The Kadampa tradition was later promoted widely in Tibet by Je Tsongkhapa and his followers who were known as the ‘New Kadampas’.
Transforming daily activities into the path
By integrating their knowledge of all Buddha’s teachings into their practice of Lamrim, and by integrating this into their everyday lives, Kadampa Buddhists are encouraged to use Buddha’s teachings as practical methods for transforming daily activities into the path to enlightenment.
The great Kadampa Teachers are famous not only for being great scholars, but also for being spiritual practitioners of immense purity and sincerity.
The lineage of these teachings, both their oral transmission and blessings, was then passed from teacher to disciple, spreading throughout much of Asia and now to many countries throughout the western world.
Buddha’s teachings, which are known as “Dharma”, are likened to a wheel that moves from country to country in accordance with changing conditions and people’s karmic inclinations.

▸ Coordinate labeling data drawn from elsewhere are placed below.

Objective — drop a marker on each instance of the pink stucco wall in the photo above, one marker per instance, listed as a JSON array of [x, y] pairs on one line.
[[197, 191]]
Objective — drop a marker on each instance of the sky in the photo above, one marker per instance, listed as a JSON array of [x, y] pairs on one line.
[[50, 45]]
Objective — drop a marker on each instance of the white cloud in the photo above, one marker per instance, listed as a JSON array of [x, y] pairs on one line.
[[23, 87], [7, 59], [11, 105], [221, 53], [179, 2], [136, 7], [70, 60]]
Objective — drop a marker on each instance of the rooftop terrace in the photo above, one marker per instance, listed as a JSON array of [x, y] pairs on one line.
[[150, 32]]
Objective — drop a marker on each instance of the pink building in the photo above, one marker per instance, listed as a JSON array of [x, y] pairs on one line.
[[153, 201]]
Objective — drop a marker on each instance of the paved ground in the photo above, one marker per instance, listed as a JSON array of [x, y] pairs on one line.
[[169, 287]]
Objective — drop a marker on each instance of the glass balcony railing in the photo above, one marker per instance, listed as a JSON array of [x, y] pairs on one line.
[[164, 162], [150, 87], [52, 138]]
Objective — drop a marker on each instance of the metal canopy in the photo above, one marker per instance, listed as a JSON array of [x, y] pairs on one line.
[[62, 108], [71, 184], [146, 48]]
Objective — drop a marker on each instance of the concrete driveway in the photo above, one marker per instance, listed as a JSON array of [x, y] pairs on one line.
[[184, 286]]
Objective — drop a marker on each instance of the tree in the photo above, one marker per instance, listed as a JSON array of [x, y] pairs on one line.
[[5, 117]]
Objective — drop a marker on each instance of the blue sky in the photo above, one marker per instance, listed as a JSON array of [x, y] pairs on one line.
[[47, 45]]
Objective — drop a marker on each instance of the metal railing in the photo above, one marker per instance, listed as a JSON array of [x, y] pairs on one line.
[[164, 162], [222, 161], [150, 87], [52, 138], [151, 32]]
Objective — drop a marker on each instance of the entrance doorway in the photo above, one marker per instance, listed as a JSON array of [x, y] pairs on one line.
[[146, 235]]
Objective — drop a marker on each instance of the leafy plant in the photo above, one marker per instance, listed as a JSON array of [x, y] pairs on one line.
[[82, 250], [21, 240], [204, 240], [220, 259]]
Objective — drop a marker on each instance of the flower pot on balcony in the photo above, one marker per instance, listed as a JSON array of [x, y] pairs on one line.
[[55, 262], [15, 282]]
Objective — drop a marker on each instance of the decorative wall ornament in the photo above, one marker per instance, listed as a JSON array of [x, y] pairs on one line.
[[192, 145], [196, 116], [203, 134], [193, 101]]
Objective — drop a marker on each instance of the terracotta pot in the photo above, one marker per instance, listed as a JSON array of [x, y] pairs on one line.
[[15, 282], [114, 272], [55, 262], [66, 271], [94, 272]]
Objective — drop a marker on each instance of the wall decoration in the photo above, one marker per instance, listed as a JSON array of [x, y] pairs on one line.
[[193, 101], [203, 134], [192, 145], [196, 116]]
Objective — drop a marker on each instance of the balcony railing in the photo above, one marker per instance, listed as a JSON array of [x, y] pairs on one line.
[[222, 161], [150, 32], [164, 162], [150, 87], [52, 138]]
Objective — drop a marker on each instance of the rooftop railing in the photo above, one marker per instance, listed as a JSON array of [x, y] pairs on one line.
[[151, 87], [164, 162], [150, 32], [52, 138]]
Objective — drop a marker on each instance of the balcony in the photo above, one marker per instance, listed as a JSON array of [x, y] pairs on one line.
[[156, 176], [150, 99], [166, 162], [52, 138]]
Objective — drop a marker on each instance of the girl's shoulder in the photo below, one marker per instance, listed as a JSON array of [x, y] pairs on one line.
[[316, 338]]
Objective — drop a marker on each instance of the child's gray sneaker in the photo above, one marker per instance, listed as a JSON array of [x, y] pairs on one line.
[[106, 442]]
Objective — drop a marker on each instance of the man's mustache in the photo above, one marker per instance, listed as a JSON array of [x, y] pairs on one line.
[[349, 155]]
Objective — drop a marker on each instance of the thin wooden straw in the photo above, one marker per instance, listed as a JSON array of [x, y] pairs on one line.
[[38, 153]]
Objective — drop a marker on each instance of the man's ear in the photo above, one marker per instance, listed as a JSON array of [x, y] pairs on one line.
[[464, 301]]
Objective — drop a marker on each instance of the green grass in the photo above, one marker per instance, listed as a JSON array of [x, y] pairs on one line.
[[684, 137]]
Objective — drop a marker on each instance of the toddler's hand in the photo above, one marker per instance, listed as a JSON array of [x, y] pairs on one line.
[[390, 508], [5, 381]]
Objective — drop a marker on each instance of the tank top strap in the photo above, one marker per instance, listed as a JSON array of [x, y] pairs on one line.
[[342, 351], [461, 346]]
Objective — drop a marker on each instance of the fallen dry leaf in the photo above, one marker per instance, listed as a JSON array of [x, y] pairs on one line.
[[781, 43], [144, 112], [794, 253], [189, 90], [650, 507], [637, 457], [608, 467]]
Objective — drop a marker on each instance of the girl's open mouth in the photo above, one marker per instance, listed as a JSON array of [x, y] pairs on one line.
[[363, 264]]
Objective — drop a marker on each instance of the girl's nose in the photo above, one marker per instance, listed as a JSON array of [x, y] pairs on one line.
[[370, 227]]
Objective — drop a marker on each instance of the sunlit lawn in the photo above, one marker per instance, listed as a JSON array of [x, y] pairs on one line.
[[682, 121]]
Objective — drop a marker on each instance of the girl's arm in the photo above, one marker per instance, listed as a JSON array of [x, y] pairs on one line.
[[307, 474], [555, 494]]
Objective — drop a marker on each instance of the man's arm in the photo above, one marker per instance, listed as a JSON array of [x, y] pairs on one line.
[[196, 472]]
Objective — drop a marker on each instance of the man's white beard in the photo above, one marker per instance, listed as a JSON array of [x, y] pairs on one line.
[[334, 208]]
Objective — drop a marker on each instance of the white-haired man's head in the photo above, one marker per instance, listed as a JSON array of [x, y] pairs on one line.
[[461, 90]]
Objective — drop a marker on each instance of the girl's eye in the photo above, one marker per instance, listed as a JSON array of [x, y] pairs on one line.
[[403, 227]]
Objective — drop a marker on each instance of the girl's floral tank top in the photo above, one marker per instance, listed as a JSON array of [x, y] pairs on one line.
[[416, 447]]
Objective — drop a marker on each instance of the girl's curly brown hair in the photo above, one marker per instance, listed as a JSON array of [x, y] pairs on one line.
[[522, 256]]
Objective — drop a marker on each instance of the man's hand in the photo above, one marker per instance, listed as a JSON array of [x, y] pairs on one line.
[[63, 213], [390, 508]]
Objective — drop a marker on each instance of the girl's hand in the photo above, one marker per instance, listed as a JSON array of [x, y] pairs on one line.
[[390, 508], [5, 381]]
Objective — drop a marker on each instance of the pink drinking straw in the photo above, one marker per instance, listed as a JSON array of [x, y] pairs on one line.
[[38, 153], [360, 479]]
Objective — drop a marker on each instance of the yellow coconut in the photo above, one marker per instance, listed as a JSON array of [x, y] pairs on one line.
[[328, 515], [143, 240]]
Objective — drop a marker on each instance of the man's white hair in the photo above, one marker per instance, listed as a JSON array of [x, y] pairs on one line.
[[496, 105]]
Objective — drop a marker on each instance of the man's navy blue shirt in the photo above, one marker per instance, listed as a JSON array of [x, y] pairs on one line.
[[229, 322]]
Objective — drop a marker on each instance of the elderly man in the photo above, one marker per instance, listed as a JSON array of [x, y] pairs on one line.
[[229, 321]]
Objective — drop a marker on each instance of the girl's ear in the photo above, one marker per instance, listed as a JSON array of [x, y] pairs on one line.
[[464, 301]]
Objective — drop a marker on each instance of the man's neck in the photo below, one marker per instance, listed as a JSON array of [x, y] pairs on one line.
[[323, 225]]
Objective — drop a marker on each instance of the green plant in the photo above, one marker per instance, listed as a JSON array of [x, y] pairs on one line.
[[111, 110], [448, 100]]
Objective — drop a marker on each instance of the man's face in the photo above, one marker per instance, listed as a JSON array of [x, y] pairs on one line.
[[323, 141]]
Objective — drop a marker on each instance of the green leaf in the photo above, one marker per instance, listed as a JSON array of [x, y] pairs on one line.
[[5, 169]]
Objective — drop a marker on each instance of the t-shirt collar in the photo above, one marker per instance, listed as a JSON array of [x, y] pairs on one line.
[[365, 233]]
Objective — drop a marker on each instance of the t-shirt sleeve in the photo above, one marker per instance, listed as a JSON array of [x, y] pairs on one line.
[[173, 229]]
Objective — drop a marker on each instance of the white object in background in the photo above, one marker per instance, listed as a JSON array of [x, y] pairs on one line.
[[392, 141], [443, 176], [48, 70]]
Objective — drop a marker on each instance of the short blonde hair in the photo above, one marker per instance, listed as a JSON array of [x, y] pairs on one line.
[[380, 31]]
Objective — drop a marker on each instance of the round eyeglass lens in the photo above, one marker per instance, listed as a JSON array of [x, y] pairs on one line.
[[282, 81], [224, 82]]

The external forms of presenting Buddhism may change as it encounters different cultures and societies, but its essential authenticity is ensured through the continuation of an unbroken lineage of teachers.
Modern Kadampa Buddhism
Through the activities and dedication of our founder, Venerable Geshe Kelsang Gyatso, modern Kadampa Buddhism has been made accessible to people living in many countries around the world. In particular, he has been instrumental in helping us see the relevance of Buddha's teachings to life in the twenty-first century, and he has been able to present these teachings in such a way that all of us can all find a greater sense of peace and meaning in our lives, whether we are Buddhist or non-Buddhist.